After loading BERT large model for Q&A when you print the model it will show all the layers and sub layers of the model. BERT large has 24 bert layer, 1 BertEmbedding layer at beginning and qa_output layer at the end.
In this blog I will talk about sections in the Embedding layer and not the bert layer as I am assuming that readers already know about self attention , attention heads , query , key , value , layer_norm and finally feed forward output layer. Now let’s understand sub layer inside BertEmbeddings.
word_embeddings : At the beginning there is a section in the embedding layer called word_embedding which has a matrix of size (30522,1024). This matrix can be thought of as a dictionary where keys are token ids and values are 1024(bert-large) dimensional vectors. Note that this matrix is trainable and the model will update vectors (by back propagation ) corresponding to only those tokens which are present in the training data while fine tuning the model.
Remember that this embedding matrix is just a dictionary which gives the same vectors for the same token, it is the last hidden layer output where we can expect different embedding for the same word that captures context information.
position_embeddings : BERT-base and BERT-large both can accept sentences whose token lengths is less than 512. so before feeding inputs to the model ensure that the length of tokens should be less than or equal to 512. Unlike LSTM or RNN, here we feed the entire sequence to the model in one go so the model has to do something to understand the sequential information(which word comes before and which comes after). Model adds positional embedding to each token to do so. I think that positional matrix is not trainable because it is used just to tell the model which word comes before and which comes later. So finally input to this layer is output of word_embedding layer which is 1024 dimensional vector for each input token and position_embedding add another 1024 dimensional vector for every token to hold the sequential information.
token_type_embeddings: Remember that the BERT model is pre-trained on a large dataset using masked language model and next sentence prediction.
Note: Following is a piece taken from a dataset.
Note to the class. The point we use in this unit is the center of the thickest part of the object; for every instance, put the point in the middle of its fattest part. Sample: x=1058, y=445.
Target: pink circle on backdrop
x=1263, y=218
So by default the model expects two sentences as input which are separated by [SEP] token though tasks like classification and sentiment analysis do not feed two sentences as input. In task like classification we feed additional attention mask that tells model that which token is coming from sentences and which are just padding tokens to match the length. In tasks like QnA where we have to feed two sentences first as passage and second for question so we must provide additional segment ids (0’s for first segment and 1’s for second segment). we will see this in detail when we pass an input to our Q&A model.
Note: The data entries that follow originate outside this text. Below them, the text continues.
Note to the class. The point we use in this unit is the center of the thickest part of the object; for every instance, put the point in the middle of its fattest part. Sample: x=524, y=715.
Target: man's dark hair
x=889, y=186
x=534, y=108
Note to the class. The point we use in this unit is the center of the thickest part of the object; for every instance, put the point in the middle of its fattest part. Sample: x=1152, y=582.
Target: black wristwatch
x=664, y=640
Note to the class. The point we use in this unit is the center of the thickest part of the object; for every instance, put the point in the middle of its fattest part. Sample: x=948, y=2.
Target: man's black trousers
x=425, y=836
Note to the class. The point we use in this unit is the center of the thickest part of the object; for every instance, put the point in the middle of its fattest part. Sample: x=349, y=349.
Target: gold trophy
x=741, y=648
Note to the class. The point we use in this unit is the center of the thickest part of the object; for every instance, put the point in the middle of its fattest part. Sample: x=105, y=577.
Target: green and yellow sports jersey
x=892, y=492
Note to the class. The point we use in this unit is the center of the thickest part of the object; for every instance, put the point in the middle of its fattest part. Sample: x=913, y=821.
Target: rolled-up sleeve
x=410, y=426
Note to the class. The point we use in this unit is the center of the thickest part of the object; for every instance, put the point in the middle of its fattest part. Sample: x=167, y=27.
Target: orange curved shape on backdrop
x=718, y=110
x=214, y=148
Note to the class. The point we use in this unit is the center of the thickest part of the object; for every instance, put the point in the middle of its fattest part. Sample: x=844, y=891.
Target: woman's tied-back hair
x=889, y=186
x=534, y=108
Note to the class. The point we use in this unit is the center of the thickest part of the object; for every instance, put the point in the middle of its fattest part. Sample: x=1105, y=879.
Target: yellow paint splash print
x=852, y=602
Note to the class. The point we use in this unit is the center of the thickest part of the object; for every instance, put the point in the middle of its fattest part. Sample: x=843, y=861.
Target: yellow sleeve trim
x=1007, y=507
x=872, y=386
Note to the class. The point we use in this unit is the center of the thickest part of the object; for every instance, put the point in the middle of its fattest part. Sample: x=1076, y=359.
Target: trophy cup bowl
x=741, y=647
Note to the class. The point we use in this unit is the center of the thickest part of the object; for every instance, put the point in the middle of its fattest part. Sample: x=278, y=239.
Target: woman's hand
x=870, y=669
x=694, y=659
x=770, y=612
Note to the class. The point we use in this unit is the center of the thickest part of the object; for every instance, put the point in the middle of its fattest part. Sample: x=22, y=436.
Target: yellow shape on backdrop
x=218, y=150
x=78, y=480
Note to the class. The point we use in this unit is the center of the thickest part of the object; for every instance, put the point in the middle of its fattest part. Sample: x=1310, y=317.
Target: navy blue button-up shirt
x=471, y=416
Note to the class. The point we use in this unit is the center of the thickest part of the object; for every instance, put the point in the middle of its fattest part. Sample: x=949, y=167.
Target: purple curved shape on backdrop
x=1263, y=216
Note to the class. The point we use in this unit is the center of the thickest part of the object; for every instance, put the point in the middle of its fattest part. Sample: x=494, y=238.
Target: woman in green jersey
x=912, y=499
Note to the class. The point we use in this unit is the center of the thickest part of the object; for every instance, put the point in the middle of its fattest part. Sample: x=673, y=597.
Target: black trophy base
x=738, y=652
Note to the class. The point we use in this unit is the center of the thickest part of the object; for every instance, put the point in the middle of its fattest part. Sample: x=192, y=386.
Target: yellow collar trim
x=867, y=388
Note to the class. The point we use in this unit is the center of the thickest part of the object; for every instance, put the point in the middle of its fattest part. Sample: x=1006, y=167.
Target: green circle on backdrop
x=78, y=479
So what is token_type_embedding : Embedding(2,1024) that we can see when we print the model.
We feed additional segment ids along with token ids but the token embeddings are 1024 dimensional vectors. I think that token_type_embeddings provides 1024 dimensional zero vectors for segment id =0 and 1024 dimensional vectors with ones for segment id = 1.
Before talking about last linear layer let’s take our first eg. to test the model BERT-large-for-Que-Ans. BertTokenizer provides an inbuilt module called ‘encode’ that takes a pair of question and passage sentences and performs three tasks. First it performs tokenization to get the tokens from vocabulary for the entire input. then it places [CLS] token at the start and [SEP] token at the end of first sequence and after the end of last sequence. then it gives token ids for all the tokens.